Speaker
Description
We have proposed a spectroscopic study of antihydrogen ($\mathrm{\bar{H}}$) Lamb shift using a neutral antiatomic beam at keV energies. Direct spectroscopy of the $n=2$ Lamb shift transition of $\mathrm{\bar{H}}$ atoms would enable the first measurement of the antiproton ($\bar{p}$) charge radius. Recently, the GBAR experiment demonstrated the production of 6.1 keV $\mathrm{\bar{H}}$ atoms via a charge exchange reaction of $\bar{p}$ passing through a positronium cloud, which can be utilized for Lamb shift spectroscopy. An experimental setup has been developed for the GBAR experiment.
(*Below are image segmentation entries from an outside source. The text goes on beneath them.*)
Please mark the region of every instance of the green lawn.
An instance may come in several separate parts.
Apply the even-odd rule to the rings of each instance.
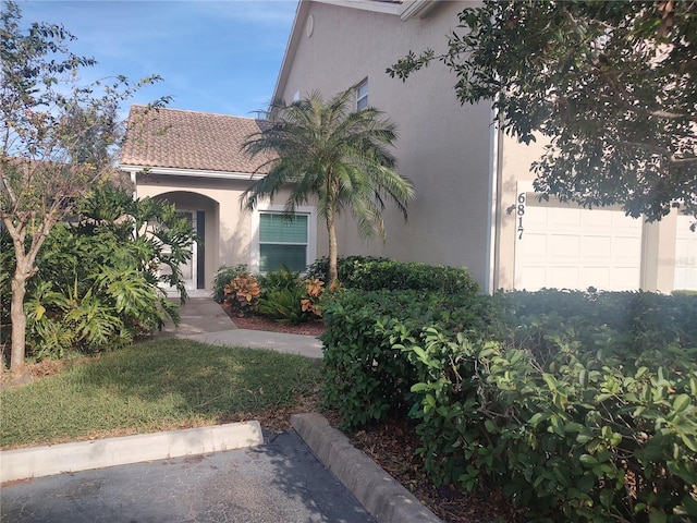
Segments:
[[[318,365],[188,340],[137,343],[0,391],[0,448],[253,419],[311,392]]]

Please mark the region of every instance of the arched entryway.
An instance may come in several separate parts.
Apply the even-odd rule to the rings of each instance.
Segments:
[[[173,204],[189,220],[199,239],[192,260],[182,267],[187,291],[210,290],[218,260],[219,207],[212,198],[191,191],[171,191],[154,196]]]

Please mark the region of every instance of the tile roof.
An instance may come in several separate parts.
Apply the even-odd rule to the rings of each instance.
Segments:
[[[134,105],[121,165],[221,172],[254,172],[270,157],[252,159],[241,146],[265,120]],[[261,168],[257,172],[266,173]]]

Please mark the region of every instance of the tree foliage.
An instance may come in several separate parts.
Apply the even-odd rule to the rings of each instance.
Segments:
[[[51,229],[27,281],[25,339],[35,360],[119,348],[168,319],[176,324],[164,289],[186,295],[180,267],[191,259],[194,232],[174,206],[101,185],[74,208]],[[3,326],[14,265],[8,236],[0,235]]]
[[[405,80],[437,58],[409,52]],[[697,216],[697,2],[496,1],[467,8],[442,60],[458,100],[551,143],[535,190],[659,220]]]
[[[247,208],[285,187],[291,191],[289,216],[296,206],[317,199],[329,233],[329,285],[337,280],[335,217],[351,212],[363,238],[384,238],[386,202],[394,202],[406,219],[415,194],[412,183],[394,170],[394,125],[375,108],[351,111],[353,100],[350,89],[327,102],[318,93],[291,105],[276,102],[269,124],[243,145],[253,157],[271,154],[262,163],[270,166],[269,173],[242,195]]]
[[[112,168],[121,139],[119,104],[135,89],[123,76],[80,85],[78,71],[95,59],[70,51],[63,26],[22,27],[19,5],[0,12],[0,218],[12,238],[12,369],[24,363],[26,281],[51,229],[73,203]],[[160,99],[155,106],[162,105]]]

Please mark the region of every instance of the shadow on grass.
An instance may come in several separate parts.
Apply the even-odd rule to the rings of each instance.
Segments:
[[[2,391],[3,448],[250,419],[292,405],[319,363],[181,339],[138,343]]]

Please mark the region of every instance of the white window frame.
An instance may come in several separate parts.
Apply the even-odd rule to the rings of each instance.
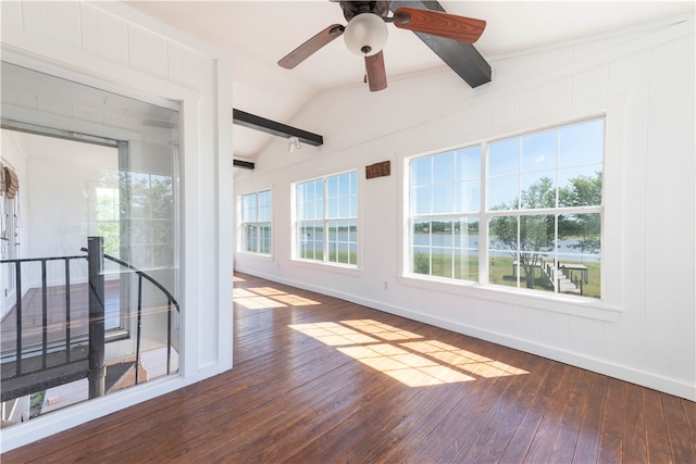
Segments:
[[[337,216],[337,217],[328,217],[328,193],[327,193],[327,181],[330,179],[333,178],[338,178],[340,176],[344,175],[353,175],[356,177],[356,181],[355,181],[355,186],[356,186],[356,191],[355,191],[355,216],[352,215],[348,215],[348,216]],[[301,185],[304,184],[309,184],[309,183],[315,183],[320,180],[322,183],[322,217],[321,218],[309,218],[309,220],[302,220],[300,218],[300,215],[298,214],[298,196],[297,196],[297,188]],[[360,193],[359,193],[360,187],[359,187],[359,177],[358,177],[358,171],[357,170],[348,170],[348,171],[341,171],[335,174],[331,174],[331,175],[325,175],[325,176],[320,176],[320,177],[314,177],[314,178],[310,178],[310,179],[304,179],[304,180],[300,180],[300,181],[296,181],[291,184],[291,199],[293,199],[293,260],[296,262],[300,262],[300,263],[310,263],[310,264],[319,264],[319,265],[328,265],[328,266],[336,266],[336,267],[340,267],[340,268],[346,268],[346,269],[358,269],[359,265],[360,265],[360,225],[359,225],[359,217],[360,217],[360,208],[359,208],[359,201],[360,201]],[[351,196],[353,196],[353,192],[351,192]],[[320,224],[321,223],[321,227],[322,227],[322,258],[321,260],[318,259],[311,259],[311,258],[303,258],[302,253],[300,253],[299,250],[299,242],[300,242],[300,233],[298,230],[299,228],[299,224],[301,222],[304,223],[316,223]],[[355,224],[356,227],[356,240],[355,240],[355,256],[356,256],[356,262],[348,262],[348,263],[344,263],[344,262],[337,262],[337,261],[331,261],[331,254],[332,251],[330,250],[330,244],[332,243],[332,241],[328,238],[328,228],[330,228],[330,224],[331,223],[336,223],[336,222],[352,222]],[[353,243],[352,241],[348,241],[347,243]],[[350,244],[349,244],[350,248]],[[351,255],[352,253],[350,253],[349,251],[349,255]]]
[[[402,252],[399,253],[400,275],[398,281],[405,286],[425,290],[455,293],[463,297],[485,299],[492,302],[534,308],[545,311],[581,315],[600,321],[617,321],[623,311],[623,150],[624,150],[624,109],[626,96],[611,96],[604,99],[579,104],[571,109],[558,110],[548,114],[530,117],[496,128],[472,133],[456,146],[412,153],[403,158],[399,176],[401,196],[400,224],[398,239]],[[562,126],[593,118],[605,118],[605,156],[602,180],[602,218],[601,218],[601,299],[582,298],[563,293],[530,291],[506,286],[487,285],[486,281],[467,281],[443,279],[410,272],[410,204],[409,204],[409,163],[414,158],[443,153],[486,141],[521,136],[536,130]],[[485,166],[486,163],[482,163]],[[483,198],[482,193],[482,198]],[[482,210],[483,214],[485,210]],[[523,211],[522,211],[523,212]],[[520,211],[515,211],[515,214]],[[534,211],[533,214],[537,212]],[[481,234],[482,230],[484,234]],[[610,231],[610,233],[608,233]],[[480,242],[487,243],[487,227],[480,230]],[[486,247],[487,248],[487,247]],[[481,263],[487,265],[487,260]],[[480,275],[487,275],[485,268]]]
[[[261,193],[266,193],[269,195],[269,221],[259,221],[259,196]],[[244,217],[244,199],[245,197],[250,197],[250,196],[254,196],[256,197],[256,221],[245,221]],[[249,193],[244,193],[238,196],[237,199],[237,204],[238,204],[238,211],[239,211],[239,240],[237,243],[237,250],[240,253],[249,253],[249,254],[258,254],[261,256],[272,256],[273,255],[273,190],[270,188],[266,189],[262,189],[262,190],[257,190],[257,191],[252,191]],[[256,231],[257,231],[257,237],[256,237],[256,250],[249,250],[248,249],[248,243],[247,243],[247,234],[246,234],[246,227],[252,225],[256,226]],[[262,251],[263,247],[263,240],[262,240],[262,227],[263,226],[268,226],[269,228],[269,251]]]

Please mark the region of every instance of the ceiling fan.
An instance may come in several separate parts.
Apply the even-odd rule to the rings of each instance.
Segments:
[[[401,7],[389,16],[389,0],[380,1],[345,1],[338,2],[348,24],[332,24],[311,37],[278,61],[278,65],[291,70],[314,52],[344,36],[346,47],[364,57],[366,81],[371,91],[384,90],[387,77],[384,68],[382,49],[387,40],[386,23],[394,23],[400,29],[424,33],[433,36],[473,43],[478,40],[486,27],[486,22],[471,17],[458,16],[433,10]]]

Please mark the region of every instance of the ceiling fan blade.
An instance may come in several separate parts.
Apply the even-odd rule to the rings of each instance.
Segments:
[[[304,43],[289,52],[287,55],[278,61],[281,67],[291,70],[302,61],[307,60],[312,53],[324,47],[336,37],[340,37],[344,34],[344,26],[340,24],[332,24],[314,37],[307,40]]]
[[[368,71],[370,91],[376,92],[387,88],[387,73],[384,70],[384,54],[382,51],[371,57],[365,57],[365,70]]]
[[[402,7],[394,12],[394,24],[401,29],[431,34],[464,43],[478,40],[486,22],[440,11]]]

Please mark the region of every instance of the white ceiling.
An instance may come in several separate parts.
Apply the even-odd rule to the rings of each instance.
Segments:
[[[229,53],[234,108],[291,125],[293,116],[324,89],[361,85],[364,63],[339,38],[295,70],[276,63],[331,24],[346,24],[337,3],[309,1],[129,1],[147,13]],[[579,40],[694,12],[691,1],[444,1],[448,13],[487,22],[474,45],[495,57]],[[445,64],[412,33],[389,27],[384,49],[387,77]],[[462,85],[467,85],[462,81]],[[365,92],[369,91],[365,86]],[[388,91],[385,90],[385,91]],[[301,127],[312,131],[311,127]],[[322,134],[326,136],[325,134]],[[235,127],[235,158],[253,159],[269,136]]]

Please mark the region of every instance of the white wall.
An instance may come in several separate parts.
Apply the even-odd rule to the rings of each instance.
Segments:
[[[320,93],[291,122],[324,146],[269,146],[235,192],[273,189],[273,258],[235,268],[696,400],[694,18],[490,59],[469,88],[443,68]],[[388,65],[387,65],[388,70]],[[520,296],[402,274],[403,160],[606,114],[604,301]],[[364,166],[391,161],[391,176]],[[357,168],[357,271],[290,260],[290,184]],[[384,283],[388,289],[384,288]]]
[[[1,8],[3,60],[150,103],[179,103],[185,211],[181,376],[4,429],[4,451],[231,368],[233,227],[232,86],[221,52],[119,2]],[[78,111],[73,117],[95,129],[119,126]]]
[[[17,197],[18,204],[16,204],[15,208],[18,206],[17,210],[21,223],[24,220],[22,212],[27,211],[28,209],[28,196],[25,195],[27,190],[27,155],[22,143],[22,138],[18,134],[2,130],[0,138],[2,142],[2,152],[0,153],[2,155],[2,163],[14,171],[20,183],[20,195]],[[4,197],[0,197],[0,199],[1,201],[4,201]],[[11,233],[14,233],[14,230]],[[15,249],[15,252],[18,252],[18,256],[22,256],[22,251],[29,246],[29,238],[26,227],[21,227],[18,234],[20,236],[17,237],[17,241],[20,242],[20,248]],[[3,255],[2,258],[5,256]],[[0,279],[2,281],[2,288],[0,289],[0,291],[2,291],[0,317],[4,317],[10,312],[10,309],[14,305],[14,301],[16,300],[14,284],[10,281],[11,273],[5,272],[8,268],[7,266],[9,265],[2,266],[2,278]]]

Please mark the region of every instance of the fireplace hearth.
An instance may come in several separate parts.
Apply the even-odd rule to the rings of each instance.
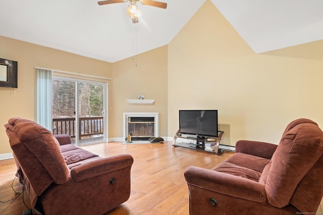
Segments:
[[[134,142],[158,136],[158,113],[124,113],[124,140],[128,140],[129,134]]]

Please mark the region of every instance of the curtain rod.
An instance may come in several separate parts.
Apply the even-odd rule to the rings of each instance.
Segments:
[[[84,77],[86,77],[94,78],[96,78],[96,79],[105,79],[105,80],[110,80],[110,81],[111,81],[111,80],[112,80],[110,78],[100,77],[99,76],[91,76],[91,75],[89,75],[80,74],[79,73],[71,73],[71,72],[69,72],[69,71],[61,71],[61,70],[60,70],[52,69],[51,68],[42,68],[42,67],[37,67],[37,66],[35,68],[39,68],[40,69],[50,70],[53,71],[57,71],[57,72],[59,72],[59,73],[66,73],[67,74],[74,75],[76,75],[76,76],[84,76]]]

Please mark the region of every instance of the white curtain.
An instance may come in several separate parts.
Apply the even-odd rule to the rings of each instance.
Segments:
[[[52,71],[37,69],[37,120],[51,131],[51,81]]]

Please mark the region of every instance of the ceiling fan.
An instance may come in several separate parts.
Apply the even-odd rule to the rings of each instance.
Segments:
[[[130,16],[133,23],[138,23],[139,21],[138,17],[140,16],[140,12],[137,6],[138,2],[140,2],[143,5],[155,7],[163,9],[167,8],[167,3],[153,0],[106,0],[98,2],[97,4],[99,5],[104,5],[114,3],[129,3],[129,5],[127,8],[127,14]]]

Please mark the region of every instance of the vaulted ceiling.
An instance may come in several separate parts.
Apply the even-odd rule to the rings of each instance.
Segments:
[[[114,62],[168,44],[205,1],[256,53],[323,39],[321,0],[160,0],[135,24],[128,3],[0,0],[0,35]]]

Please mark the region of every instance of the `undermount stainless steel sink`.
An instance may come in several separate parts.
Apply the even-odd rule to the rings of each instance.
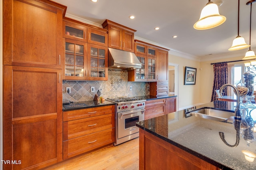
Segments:
[[[202,108],[185,113],[186,117],[193,116],[216,121],[233,122],[234,113],[213,108]]]

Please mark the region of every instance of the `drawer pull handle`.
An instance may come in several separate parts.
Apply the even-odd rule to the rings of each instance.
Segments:
[[[95,142],[97,141],[97,139],[96,139],[96,140],[95,140],[94,141],[93,141],[92,142],[88,142],[88,143],[93,143],[94,142]]]
[[[88,126],[95,126],[96,125],[97,125],[97,123],[95,123],[94,125],[88,125]]]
The spectrometer comprises two consecutive microwave (MW) apparatuses and a Lyman-$\alpha$ photon detector. Each MW apparatus has a pair of parallel plate electrodes surrounded by a box to induce the Lamb shift transition. The detector counts the remaining $2S$ state $\mathrm{\bar{H}}$ atoms.
We present the development of MW apparatuses, their MW characteristics, and their commissioning using hydrogen atoms. Further, we discuss the expected precision in the Lamb shift spectroscopy for $\mathrm{\bar{H}}$ atoms.